Die Bühne ist leer. Auf dem Boden ist ein raumfüllendes, graues Viereck ausgelegt. Nebel wabert. Auf der linken Seite sammeln sich im Hintergrund die sechs Tänzer, vom Bodenlicht gegenbeleuchtet. Die vibrierenden Beine verströmen unbändige Energie. Ein großartiges Bild, das vielleicht etwas kürzer ausgefallen auch funktioniert hätte. Sogleich stellt sich die Frage, um was es an diesem Abend eigentlich geht. Hybritidy bedeutet im Deutschen so etwas wie Mischung oder Kreuzung. Gegeneinander durchlässig gemacht werden sollen hier zwei Kulturen. Auf der einen Seite steht, so sagt die Choreografin Rafaële Giovanola, die Kultur des klassischen Balletts, auf der anderen die des Thai-Boxens. Angesichts der bevorstehenden Aufführung sollte man diesen theoretischen Überbau ebenso schnell wieder vergessen wie die Ausführungen „zum hybriden Körper, der für eine Zeit geschaffen ist, in der die Evolution und die Natur das Wirken des Menschen nicht mehr bewältigte“. Denn was kann schöner sein als die Praxis, die die Theorie überflügelt?

Von der ersten Sekunde an ist der Raum von der Energie der Tänzer gefüllt. Gestört wird sie nur vorübergehend von den Scheinwerfern, die Boris Kahnert gegen das Publikum richtet. Auch in dieser Aufführung wird nicht klar, was es dem Lichtgestalter bringt, die Besucher zu blenden. Aus der fehlenden Sicht der Zuschauer vollkommen überflüssig, ja, ärgerlich. Davor wandern die Tänzer zur anderen Seite. Erst allmählich ist das Publikum wieder bereit, die vibrierenden Impulse wahrzunehmen. Fa-Hsuan Chen, Martina De Dominicis, Alváro Esteban, Susanne Schneider, Anna Harms und Frédéric Voeffray können aus dieser pulsierenden Grundenergie immer wieder blitzschnelle Bewegungen generieren. Giovanola hat hier etwas völlig Neues entwickelt. Wie vom Flitzegummi – so nennt man die Zwille im Rheinland – schießen sie über die Tanzfläche, ohne sich einander zu berühren. Immer aber sind es die Beine, die hier für die explosiven Bewegungen sorgen. Die Arme bleiben steif am Körper.

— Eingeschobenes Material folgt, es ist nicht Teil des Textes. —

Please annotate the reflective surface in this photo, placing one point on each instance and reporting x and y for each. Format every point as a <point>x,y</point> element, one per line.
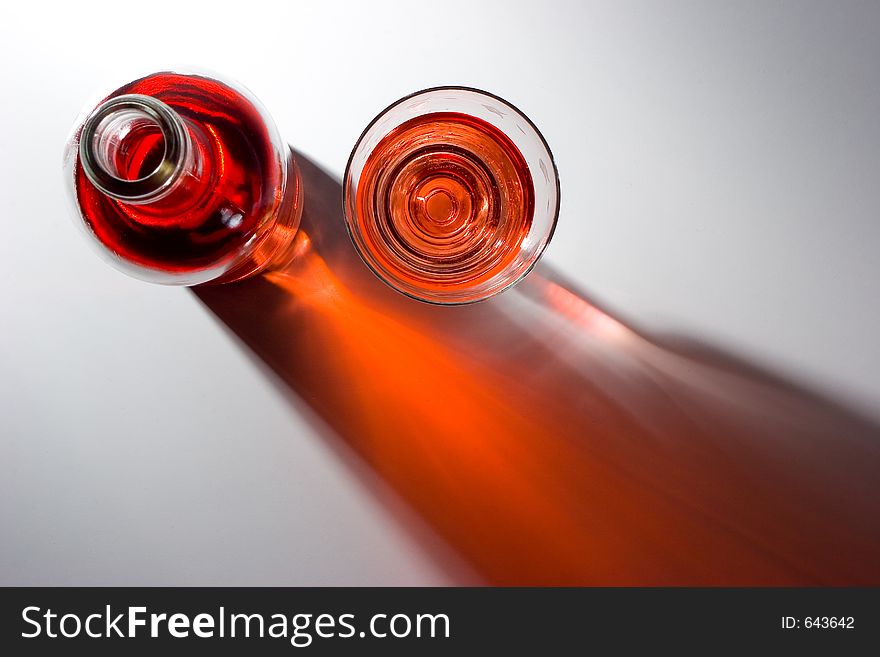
<point>549,443</point>
<point>183,179</point>
<point>451,195</point>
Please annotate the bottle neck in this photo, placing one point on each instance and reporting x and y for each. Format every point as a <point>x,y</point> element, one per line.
<point>135,149</point>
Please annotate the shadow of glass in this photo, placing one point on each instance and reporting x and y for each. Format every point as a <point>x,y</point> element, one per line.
<point>549,443</point>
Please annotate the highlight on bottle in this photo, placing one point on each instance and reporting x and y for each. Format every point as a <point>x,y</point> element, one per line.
<point>184,179</point>
<point>451,195</point>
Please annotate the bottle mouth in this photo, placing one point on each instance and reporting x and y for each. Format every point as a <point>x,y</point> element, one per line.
<point>133,147</point>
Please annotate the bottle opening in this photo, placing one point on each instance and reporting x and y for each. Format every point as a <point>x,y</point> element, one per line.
<point>133,147</point>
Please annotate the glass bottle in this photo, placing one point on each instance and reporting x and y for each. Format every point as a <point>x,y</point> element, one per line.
<point>183,179</point>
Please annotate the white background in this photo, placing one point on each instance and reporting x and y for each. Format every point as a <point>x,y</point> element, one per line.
<point>720,168</point>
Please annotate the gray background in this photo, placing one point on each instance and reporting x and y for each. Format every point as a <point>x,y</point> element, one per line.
<point>720,167</point>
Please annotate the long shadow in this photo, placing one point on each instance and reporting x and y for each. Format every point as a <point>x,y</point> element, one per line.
<point>549,443</point>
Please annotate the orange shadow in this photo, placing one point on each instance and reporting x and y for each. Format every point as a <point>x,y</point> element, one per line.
<point>548,443</point>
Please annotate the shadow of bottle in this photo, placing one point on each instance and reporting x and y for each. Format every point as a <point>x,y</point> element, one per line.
<point>549,443</point>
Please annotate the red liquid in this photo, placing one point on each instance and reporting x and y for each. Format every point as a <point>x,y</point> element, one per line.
<point>233,194</point>
<point>444,203</point>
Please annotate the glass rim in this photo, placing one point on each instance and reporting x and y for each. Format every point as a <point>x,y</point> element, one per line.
<point>347,173</point>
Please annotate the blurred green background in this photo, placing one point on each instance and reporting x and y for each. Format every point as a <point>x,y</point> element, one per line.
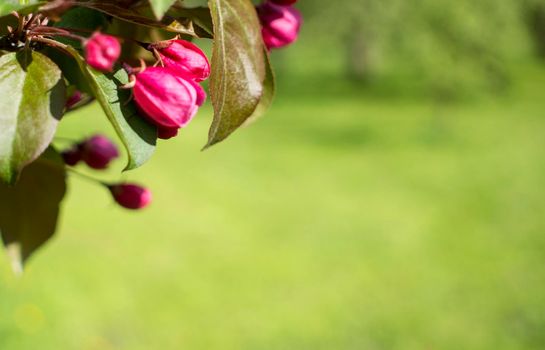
<point>393,198</point>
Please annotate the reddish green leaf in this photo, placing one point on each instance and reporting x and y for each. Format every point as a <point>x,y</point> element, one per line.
<point>238,66</point>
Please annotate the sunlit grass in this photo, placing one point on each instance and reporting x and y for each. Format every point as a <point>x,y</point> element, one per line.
<point>333,223</point>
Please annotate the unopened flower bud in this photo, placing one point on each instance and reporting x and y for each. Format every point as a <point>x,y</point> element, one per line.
<point>280,24</point>
<point>185,57</point>
<point>130,196</point>
<point>167,98</point>
<point>102,51</point>
<point>167,133</point>
<point>98,152</point>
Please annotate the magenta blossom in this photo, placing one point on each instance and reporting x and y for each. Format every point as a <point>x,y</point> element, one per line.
<point>167,133</point>
<point>72,156</point>
<point>102,51</point>
<point>284,2</point>
<point>98,152</point>
<point>167,98</point>
<point>185,57</point>
<point>280,24</point>
<point>130,196</point>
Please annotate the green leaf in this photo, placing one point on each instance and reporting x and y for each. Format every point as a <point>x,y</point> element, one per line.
<point>143,16</point>
<point>85,20</point>
<point>138,136</point>
<point>269,89</point>
<point>160,7</point>
<point>29,210</point>
<point>32,97</point>
<point>238,66</point>
<point>196,19</point>
<point>8,6</point>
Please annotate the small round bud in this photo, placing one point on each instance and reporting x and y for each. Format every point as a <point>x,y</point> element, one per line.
<point>167,98</point>
<point>72,156</point>
<point>130,196</point>
<point>98,152</point>
<point>280,24</point>
<point>102,51</point>
<point>183,56</point>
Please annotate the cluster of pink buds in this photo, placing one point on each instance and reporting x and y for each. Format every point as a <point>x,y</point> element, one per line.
<point>102,51</point>
<point>169,94</point>
<point>280,22</point>
<point>98,152</point>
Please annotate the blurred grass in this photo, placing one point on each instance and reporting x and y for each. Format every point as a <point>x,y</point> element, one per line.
<point>341,220</point>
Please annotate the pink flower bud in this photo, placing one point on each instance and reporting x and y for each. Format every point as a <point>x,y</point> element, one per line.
<point>167,98</point>
<point>284,2</point>
<point>167,133</point>
<point>102,51</point>
<point>72,156</point>
<point>280,24</point>
<point>131,196</point>
<point>98,151</point>
<point>183,56</point>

Nach einer halben Stunde finden sich die Tänzer wieder zu einem gebückten Körper zusammen. Als sie sich erneut erheben, langsam, zögerlich, hat Giovanola noch eine Idee in petto. Dabei steht die ganze Zeit die Frage im Raum, ob die Kostüme von Mathilde Grebot wirklich der Situation gerecht werden. Nein, möchte man sagen. Mit unförmigen Trainingshosen, unter denen Strumpfhosen leuchten, und vielfältigen, verschiedenen T-Shirts ausgestattet, geraten die Körper zur Beliebigkeit. Wer Körper auf ein nicht gekanntes Energie-Level hebt, darf sie auch auf der erotischen Ebene befördern. Nein, dazu reicht es nicht. Aber immerhin sind die selbstgenähten Ballett-Trikots mit integrierten Knieschonern und Schuhen geeignet, für ein lustiges Quietschen zu sorgen, wenn sie die Tänzer auf dem Boden bewegen. In der zweiten Hälfte werden plötzlich die Hände aktiv, führen die Fäuste in atemberaubender Geschwindigkeit zu Thai-Box-Bewegungen. Damit wird eine neue Energie-Ebene erreicht, die nach der rasanten Aufführung zuvor unvorstellbar war.

Unterstützt wird die Aufführung durch die Musik von Franco Mento nach Motiven von Jörg Ritzenhoff, dem Kölner Komponisten, mit dem Coccon Dance so gern zusammenarbeitet. Während Ritzenhoff immer gern selbst live an seinen Instrumenten arbeitet, kommen die Klanglandschaften von Mento von der Festplatte. Das reicht von melodiösen Einfällen bis zu kosmischem Knistern. Immer laut, immer energiegeladen, gibt Mento den Takt vor.

Als das Corps zum Applaus antritt, ist De Dominicis schweißüberströmt. Wie statisch aufgeladen fühlt sich allerdings das Publikum, wenn der Rest der Mannschaft so tut, als habe sie die Anstrengungen des Abends nicht weiter berührt. Das Publikum indes verweigert die Nonchalance und johlt unbeherrscht und grenzenlos. Cocoon Dance darf mit Vorfreude auf die kommenden Aufführungen schauen.